A fitter and turner at Grootvlei, Marius’s salary had shrunk from R12 000 a month to a paltry R60 a day after Aurora Empowerment Systems took over the running of the Springs mine in 2009.

This week, Judge Eberhard Bertelsmann, sitting in the North Gauteng High Court in Pretoria, ruled that Aurora’s directors, Khulubuse Zuma, a nephew of President Jacob Zuma, and Zondwa Mandela, a grandson of Nelson Mandela, should be held personally liable for the failures of the Grootvlei and Orkney mines.

They had been named the preferred bidders for Pamodzi’s liquidated assets.

However, they stripped the mine of almost R2 billion in assets and infrastructure, and left thousands of workers like Ferreira without pay and forced to depend on charity.

Judge Bertelsmann ruled that fellow executives Solly and Fazel Bhana as well as Thulani Ngubane were also liable for the mines’ failures.

All the directors had been “indisputably reckless”, he said.

For Ferreira, the judgment is a bittersweet victory.

“Those men took everything from me,” she said, breaking down.

“Even my husband. I’m glad they have been found guilty. But nothing can ever bring him back.”

The couple had to move out of their home in Springs and had to sell their cars – and even their bed linen and cutlery – to provide for themselves and their teenage daughter.

Near the end, Marius started helping to pump out underground water to earn an income at Grootvlei.

“He was one of the last people there,” said Ferreira.

“He still believed it would get better – he was hoping they would pay him his money. If they had, maybe he’d still be alive and with me.”

But dejected and stripped of his pride, Marius drank ant poison in March 2011 and died a week later in the Far East Rand Hospital. Aurora owed him R170 000.

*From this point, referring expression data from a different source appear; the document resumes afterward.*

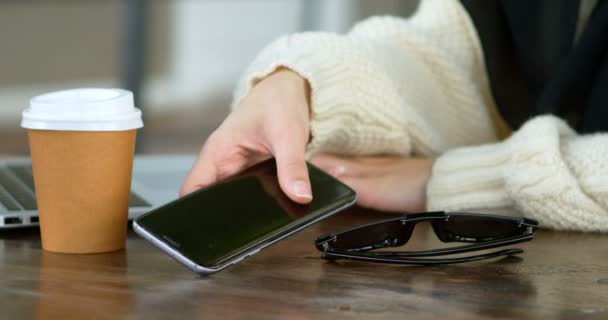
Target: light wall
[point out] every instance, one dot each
(196, 49)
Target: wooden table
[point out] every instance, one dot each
(560, 276)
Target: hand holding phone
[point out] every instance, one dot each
(220, 225)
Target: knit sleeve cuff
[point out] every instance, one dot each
(470, 179)
(338, 79)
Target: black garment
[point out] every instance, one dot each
(534, 66)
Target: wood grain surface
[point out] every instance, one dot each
(560, 276)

“He told me he just couldn’t take it any more.”

The trade union, Solidarity, paid for his burial.

The couple’s policies had lapsed.

The 65-year-old Ferreira, who survives on a meagre disability grant, never imagined she would lose her husband that way.

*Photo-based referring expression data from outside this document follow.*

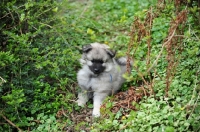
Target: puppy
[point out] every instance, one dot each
(100, 75)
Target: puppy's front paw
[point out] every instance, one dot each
(96, 113)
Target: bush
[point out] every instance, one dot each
(38, 64)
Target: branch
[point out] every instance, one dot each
(156, 61)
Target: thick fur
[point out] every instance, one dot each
(100, 76)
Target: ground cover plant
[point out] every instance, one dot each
(39, 51)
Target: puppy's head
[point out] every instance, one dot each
(98, 57)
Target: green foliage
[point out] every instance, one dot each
(37, 64)
(40, 42)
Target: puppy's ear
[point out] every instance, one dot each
(86, 48)
(111, 53)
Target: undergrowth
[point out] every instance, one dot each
(40, 42)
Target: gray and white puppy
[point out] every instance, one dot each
(100, 76)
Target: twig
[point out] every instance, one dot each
(156, 61)
(11, 123)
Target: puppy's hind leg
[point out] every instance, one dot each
(97, 101)
(82, 98)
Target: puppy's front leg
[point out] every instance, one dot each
(82, 98)
(97, 102)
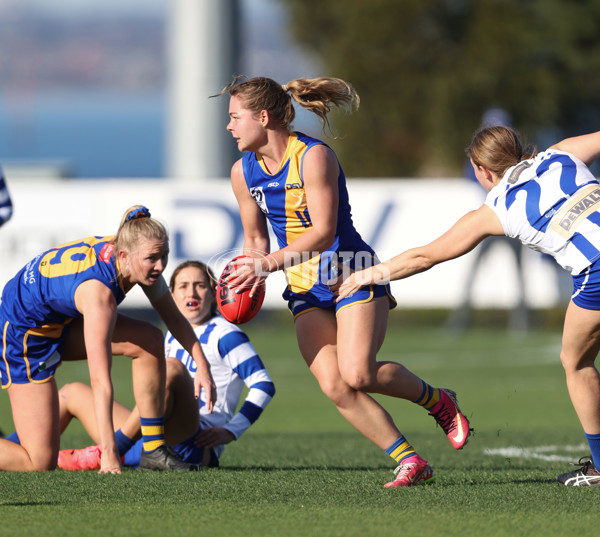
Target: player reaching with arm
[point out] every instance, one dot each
(63, 306)
(551, 203)
(297, 184)
(197, 436)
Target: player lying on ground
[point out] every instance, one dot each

“I think (Aurora’s directors) are so cruel… what they did to us – and they still haven’t paid the outstanding salaries.”

Ferreira has had to move into a tiny municipal flat in Ekurhuleni.

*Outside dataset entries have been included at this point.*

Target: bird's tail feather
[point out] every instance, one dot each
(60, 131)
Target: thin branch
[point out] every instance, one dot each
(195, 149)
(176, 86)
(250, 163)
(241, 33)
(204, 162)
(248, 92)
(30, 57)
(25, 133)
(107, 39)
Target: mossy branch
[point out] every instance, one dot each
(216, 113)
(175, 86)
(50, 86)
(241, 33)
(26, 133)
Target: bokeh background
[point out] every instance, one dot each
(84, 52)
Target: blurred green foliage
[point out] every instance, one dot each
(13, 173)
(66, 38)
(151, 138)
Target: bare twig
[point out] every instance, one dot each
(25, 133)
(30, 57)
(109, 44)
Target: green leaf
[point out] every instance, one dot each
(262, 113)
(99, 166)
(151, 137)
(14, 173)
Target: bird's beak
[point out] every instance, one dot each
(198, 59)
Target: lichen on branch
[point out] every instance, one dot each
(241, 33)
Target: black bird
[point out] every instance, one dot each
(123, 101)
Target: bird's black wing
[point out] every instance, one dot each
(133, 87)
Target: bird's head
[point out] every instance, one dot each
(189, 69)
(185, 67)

“I haven’t got an easy life now. I miss Marius so much. He was my best friend. He was a very good husband to me all those years, and started to panic when they weren’t paying him any more, that he couldn’t take care of us.”

For Elias van Rensburg, who also worked as a fitter and turner at the Orkney mine, this week’s judgment brings hope to thousands of mineworkers left in abject poverty by the mines’ collapse.

“At least we know that our payments will come one day – that there is light at the end of the tunnel.”

Aurora owes Van Rensburg R500 000 in unpaid salaries and benefits.

He is surviving “on bits and pieces” from friends and family.

“We’re very glad the directors have been found guilty. They’ve got political contacts and they think they are untouchable – that nobody can do anything to them. But they’re wrong.”